Lets just say your cheerful total confidence at your distance that Curtis Craford had never been a hitman any more than your grandmother was not shared by family members who were sympathetic to him. But you just know from your distance, don't you, you can just tell? :-)
How many innocent persons in history have been wrongly convicted on the basis of narratives that sounded simple and sensible. Only problem was the person didn't do it. Innocence Project issues. That's my caution here on Oswald on Tippit. And I know if anything is considered airtight in the JFKA range of things, its Oswald on Tippit. But he never got a trial and I have brought out a few things that never were investigated. And for me, its not because of any fun out of being contrarian. Its because, rightly or wrongly, I'm actually after the truth.
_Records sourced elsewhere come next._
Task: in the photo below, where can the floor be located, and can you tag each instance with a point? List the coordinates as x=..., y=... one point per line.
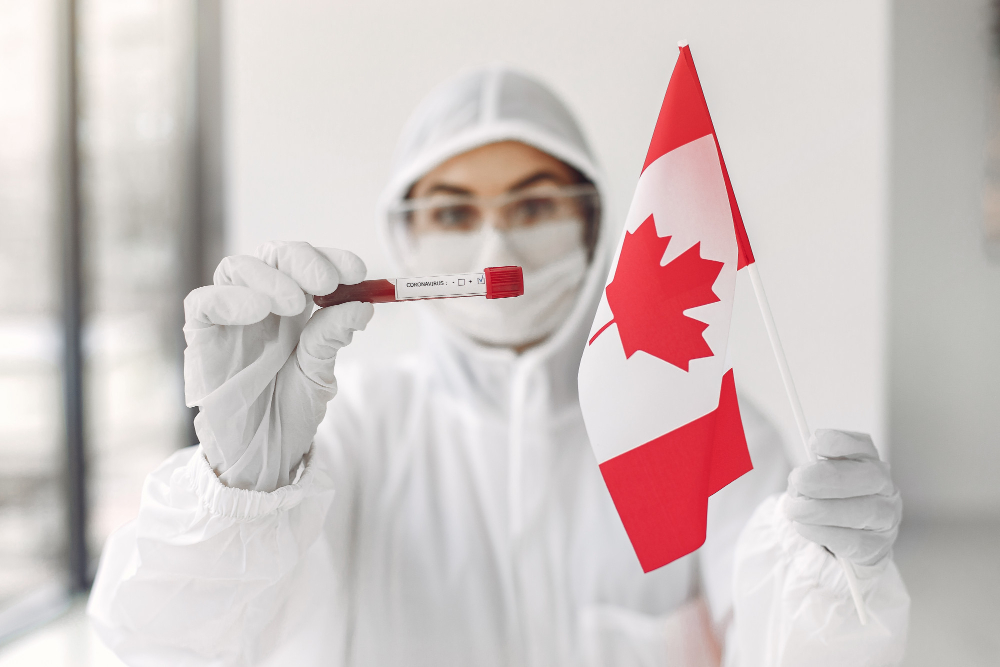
x=952, y=571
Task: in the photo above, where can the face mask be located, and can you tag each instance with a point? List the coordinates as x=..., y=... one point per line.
x=554, y=261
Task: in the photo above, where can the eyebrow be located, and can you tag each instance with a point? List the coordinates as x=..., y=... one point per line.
x=448, y=189
x=537, y=177
x=533, y=179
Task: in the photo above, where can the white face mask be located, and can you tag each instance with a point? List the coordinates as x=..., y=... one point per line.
x=554, y=261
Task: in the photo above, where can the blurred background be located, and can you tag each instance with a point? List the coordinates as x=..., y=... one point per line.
x=142, y=140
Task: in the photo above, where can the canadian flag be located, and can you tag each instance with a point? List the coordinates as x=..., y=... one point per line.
x=656, y=388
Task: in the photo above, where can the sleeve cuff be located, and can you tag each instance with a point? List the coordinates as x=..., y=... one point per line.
x=218, y=499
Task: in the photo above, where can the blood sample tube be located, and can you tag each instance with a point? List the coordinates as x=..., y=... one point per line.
x=495, y=282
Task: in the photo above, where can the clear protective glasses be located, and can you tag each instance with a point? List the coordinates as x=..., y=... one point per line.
x=523, y=208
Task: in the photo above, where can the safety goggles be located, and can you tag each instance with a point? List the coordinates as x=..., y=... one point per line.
x=466, y=213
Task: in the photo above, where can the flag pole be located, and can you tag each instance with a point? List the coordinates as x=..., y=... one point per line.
x=800, y=418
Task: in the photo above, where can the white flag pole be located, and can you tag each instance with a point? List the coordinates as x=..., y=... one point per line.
x=800, y=418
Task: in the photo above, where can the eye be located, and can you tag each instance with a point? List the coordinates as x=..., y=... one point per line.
x=531, y=211
x=455, y=217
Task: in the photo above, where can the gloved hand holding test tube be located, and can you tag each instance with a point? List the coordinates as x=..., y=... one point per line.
x=495, y=282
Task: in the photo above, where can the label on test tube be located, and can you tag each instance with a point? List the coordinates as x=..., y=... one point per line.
x=430, y=287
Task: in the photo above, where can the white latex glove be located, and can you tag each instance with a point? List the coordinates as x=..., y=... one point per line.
x=258, y=367
x=845, y=501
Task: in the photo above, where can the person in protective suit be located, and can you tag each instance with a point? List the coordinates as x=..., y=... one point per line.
x=447, y=508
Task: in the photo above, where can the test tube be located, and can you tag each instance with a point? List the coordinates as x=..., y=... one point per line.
x=495, y=282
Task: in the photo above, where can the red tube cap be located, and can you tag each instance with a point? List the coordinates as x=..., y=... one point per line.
x=504, y=281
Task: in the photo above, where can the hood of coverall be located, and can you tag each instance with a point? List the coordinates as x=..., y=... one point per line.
x=480, y=107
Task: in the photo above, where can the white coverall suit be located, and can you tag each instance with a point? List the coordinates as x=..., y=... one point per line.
x=451, y=511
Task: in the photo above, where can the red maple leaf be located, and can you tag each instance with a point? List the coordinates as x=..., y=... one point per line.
x=648, y=300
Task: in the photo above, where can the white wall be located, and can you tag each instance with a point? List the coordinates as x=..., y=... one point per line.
x=317, y=93
x=945, y=291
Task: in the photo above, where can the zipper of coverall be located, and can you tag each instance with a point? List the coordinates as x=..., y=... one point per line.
x=515, y=462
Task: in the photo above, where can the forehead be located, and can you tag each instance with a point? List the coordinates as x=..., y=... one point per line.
x=493, y=169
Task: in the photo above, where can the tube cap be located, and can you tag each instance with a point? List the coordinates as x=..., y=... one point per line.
x=504, y=281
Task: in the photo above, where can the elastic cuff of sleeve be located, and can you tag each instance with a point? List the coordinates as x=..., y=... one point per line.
x=244, y=504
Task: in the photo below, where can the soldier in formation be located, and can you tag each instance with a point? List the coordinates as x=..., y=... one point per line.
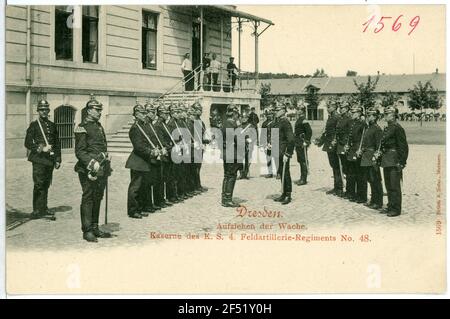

And because I did my master's thesis at Cornell under the late Martin Bernal, author of "Black Athena". Smart man. He aroused the ire of the entire classics profession by challenging the "Greek miracle" model of Western civilization, in which western civilization comes from the Greeks and the Greeks started by themselves. Bernal said the Greeks didn't start by themselves, that the Greeks themselves plus everyone else anciently saw Egypt as the source prior to Greece. Bernal said that was changed in intellectual history in the 19th century for racist reasons. Bernal said classicists today are liberal and not racist, it is scholarly conservatism (that's not meant politically) which is the explanation for today inheriting an historical construction "born in sin" in the 19th century born out of racism. The week after I signed Bernal to be my thesis advisor, a review came out in the New York Review of Books by a major-name classicist literally likening Bernal to the devil. No kidding--cited Milton on Lucifer ascending to challenge God, as Bernal ascending to challenge the veritable truths of classicists. A line drawing illustrating the review drew a caricature portrait of Bernal with pointed Spock ears, to make him look like he was the devil. Bernal (from England, whose father was a famous scientist and whose maternal grandfather was Sir Alan Gardiner, one of the world's greatest Egyptologists) answered back that if classicists though he was Lucifer in that Milton analogy, who did that mean they thought they were?
Anyway, Bernal talked to me a lot about "sociology of knowledge", of how knowledge is not only about facts but about how it is constructed. Neither here nor there on JFKA and Tippit really, just a bit of my background comparable to your interesting Roswell history.
Anyway I'm not going to press this further, thanks for your comments.